Rabin-Karp method for string matching

219 Views Asked by At

Using the Rabin-Karp method for string matching, how many character-character matches does the method use? Where:

source  = abcabcabcacd
pattern = bcac
1

There are 1 best solutions below

0
On

Let's start from the algorithm itself. How does Rabin-Karp methods work. I will use C# code to illustration. Having

  string target = "bcac";
  string source = "abcabcabcacd";

we compute hash for the target:

  int targetHash = RabinHash(target);

and then efficiently compute hashes for all substring of target length (here of substrings of length 4): "abca", "bcab", ... "cacd". If targetHash equals to substring's hash we compare this substring and target corresponding letters. For instance:

if targetHash = 888 and for substrings we have, say,

  abca : 555 
  bcab : 345 
  cabc : 888 <- check this (failure due to hash collision)
  abca : 555 
  bcab : 345 
  cabc : 888 <- check this (failure due to hash collision) 
  abca : 555 
  bcac : 888 <- check this (success)
  cacd : 900  
 

Here we have 3 episodes of character-character matching.
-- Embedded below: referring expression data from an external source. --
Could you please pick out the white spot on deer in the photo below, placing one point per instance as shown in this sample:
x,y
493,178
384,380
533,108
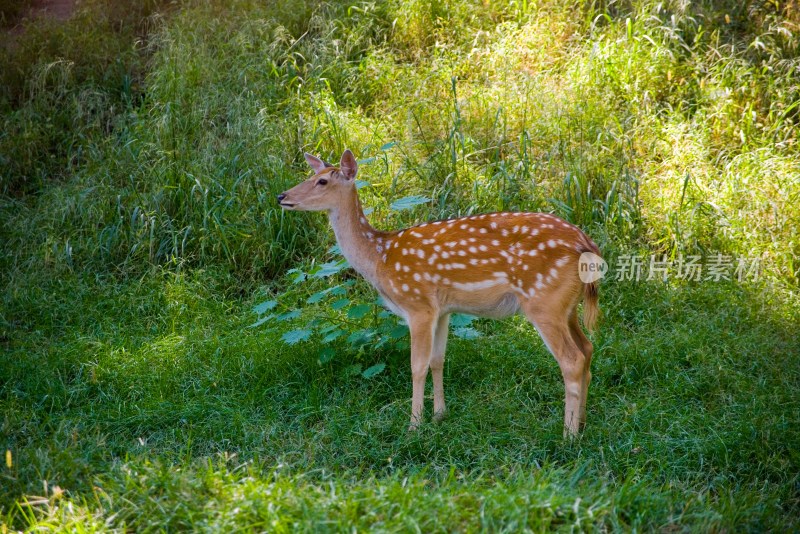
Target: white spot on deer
x,y
474,286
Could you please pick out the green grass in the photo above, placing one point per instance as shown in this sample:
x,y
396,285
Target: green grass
x,y
139,164
157,408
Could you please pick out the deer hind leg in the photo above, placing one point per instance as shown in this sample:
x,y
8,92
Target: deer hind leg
x,y
421,327
556,333
585,345
437,366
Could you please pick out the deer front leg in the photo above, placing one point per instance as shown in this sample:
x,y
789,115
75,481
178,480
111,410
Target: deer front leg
x,y
421,326
437,366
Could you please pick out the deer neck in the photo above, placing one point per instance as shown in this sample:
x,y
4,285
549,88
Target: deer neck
x,y
360,243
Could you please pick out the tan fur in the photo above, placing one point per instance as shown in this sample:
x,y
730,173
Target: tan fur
x,y
491,265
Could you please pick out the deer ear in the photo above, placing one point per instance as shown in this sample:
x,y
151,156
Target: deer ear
x,y
317,164
348,166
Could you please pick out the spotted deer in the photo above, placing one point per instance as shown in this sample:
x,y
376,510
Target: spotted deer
x,y
491,265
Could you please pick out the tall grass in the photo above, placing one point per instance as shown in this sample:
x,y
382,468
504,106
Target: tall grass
x,y
139,163
653,123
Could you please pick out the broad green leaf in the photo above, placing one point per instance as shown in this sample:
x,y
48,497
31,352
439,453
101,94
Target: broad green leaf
x,y
265,306
318,296
262,320
296,336
287,316
352,370
338,290
398,331
361,337
407,203
297,275
330,336
326,355
359,311
376,369
466,333
461,319
339,304
330,268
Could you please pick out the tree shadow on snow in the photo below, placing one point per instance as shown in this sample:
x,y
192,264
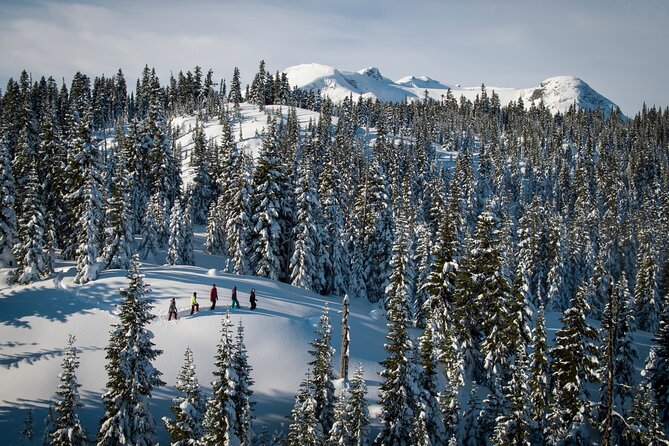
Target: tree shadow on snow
x,y
53,304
Now we are ready to answer your question: the number of character-character matching depends on hash function.

Worst case: we have nothing but hash collisions:

  int RabinHash(string value) => 1;

All 9 substrings should be character-character checked.
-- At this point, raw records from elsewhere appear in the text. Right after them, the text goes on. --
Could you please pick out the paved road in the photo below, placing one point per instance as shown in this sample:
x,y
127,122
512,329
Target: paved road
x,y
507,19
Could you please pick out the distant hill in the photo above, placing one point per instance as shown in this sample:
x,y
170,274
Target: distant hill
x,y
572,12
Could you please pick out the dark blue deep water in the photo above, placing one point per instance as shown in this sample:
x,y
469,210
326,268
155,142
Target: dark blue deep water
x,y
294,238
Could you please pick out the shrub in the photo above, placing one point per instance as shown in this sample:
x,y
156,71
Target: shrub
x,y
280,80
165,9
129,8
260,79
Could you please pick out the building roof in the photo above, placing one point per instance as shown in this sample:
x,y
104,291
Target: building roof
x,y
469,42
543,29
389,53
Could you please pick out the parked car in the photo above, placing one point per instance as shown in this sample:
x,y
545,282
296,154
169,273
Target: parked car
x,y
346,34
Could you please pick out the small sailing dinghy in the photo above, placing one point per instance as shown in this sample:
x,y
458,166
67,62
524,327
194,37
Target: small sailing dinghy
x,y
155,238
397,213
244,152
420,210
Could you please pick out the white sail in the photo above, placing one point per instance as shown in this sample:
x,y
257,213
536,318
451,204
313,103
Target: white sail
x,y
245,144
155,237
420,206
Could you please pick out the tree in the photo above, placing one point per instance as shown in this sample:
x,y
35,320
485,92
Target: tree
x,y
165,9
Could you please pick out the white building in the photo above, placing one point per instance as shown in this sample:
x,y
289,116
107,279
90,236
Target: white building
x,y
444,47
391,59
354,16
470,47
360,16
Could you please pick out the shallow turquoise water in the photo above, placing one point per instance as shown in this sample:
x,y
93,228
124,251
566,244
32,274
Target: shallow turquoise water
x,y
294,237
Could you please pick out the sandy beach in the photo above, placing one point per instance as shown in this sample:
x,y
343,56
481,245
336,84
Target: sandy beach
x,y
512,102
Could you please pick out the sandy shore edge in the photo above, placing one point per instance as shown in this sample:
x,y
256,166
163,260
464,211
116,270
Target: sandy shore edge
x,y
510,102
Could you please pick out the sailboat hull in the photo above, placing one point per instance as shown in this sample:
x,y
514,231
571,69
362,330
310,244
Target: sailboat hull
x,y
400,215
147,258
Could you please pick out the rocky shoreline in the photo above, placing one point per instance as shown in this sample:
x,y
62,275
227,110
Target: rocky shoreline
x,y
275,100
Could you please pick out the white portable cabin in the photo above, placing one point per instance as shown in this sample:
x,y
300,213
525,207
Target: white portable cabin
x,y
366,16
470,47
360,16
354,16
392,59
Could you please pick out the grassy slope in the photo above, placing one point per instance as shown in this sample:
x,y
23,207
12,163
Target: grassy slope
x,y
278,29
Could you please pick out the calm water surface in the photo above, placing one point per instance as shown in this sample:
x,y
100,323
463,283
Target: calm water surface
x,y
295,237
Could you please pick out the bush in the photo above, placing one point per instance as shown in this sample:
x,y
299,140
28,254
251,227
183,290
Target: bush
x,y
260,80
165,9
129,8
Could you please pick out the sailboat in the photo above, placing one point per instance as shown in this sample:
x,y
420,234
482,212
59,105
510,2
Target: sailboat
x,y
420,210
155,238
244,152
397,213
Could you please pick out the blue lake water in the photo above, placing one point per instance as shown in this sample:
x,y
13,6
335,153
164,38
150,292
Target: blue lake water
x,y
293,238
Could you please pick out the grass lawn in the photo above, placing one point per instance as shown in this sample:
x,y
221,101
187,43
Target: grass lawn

Best case: we have no hash collisions; say, we can implement a typical Rabin hash function as

  int RabinHash(string value) => value.Aggregate(0, (s, a) => s * 26 + a - 'a');

And we should check the only 1 actual matching:

  string target = "bcac";
  string source = "abcabcabcacd";

  // int RabinHash(string value) => 1;
  int RabinHash(string value) => value.Aggregate(0, (s, a) => s * 26 + a - 'a');

  int targetHash = RabinHash(target);

  var report = Enumerable
    .Range(0, source.Length - target.Length + 1)
    .Select(i => source.Substring(i, target.Length))
    .Select(chunk => new { 
      chunk,
      hash = RabinHash(chunk)
    })
    .Select(item => $"{item.chunk} : {item.hash,5} {(item.hash == targetHash ? "<- check it" : "")}");

  Console.Write(report);

Outcome:

  abca :   728 
  bcab : 18929 
  cabc : 35180 
  abca :   728 
  bcab : 18929 
  cabc : 35180 
  abca :   728 
  bcac : 18930 <- check it
  cacd : 35207

Final answer: Depending on hash function, we have to check from 1 up to 9 times.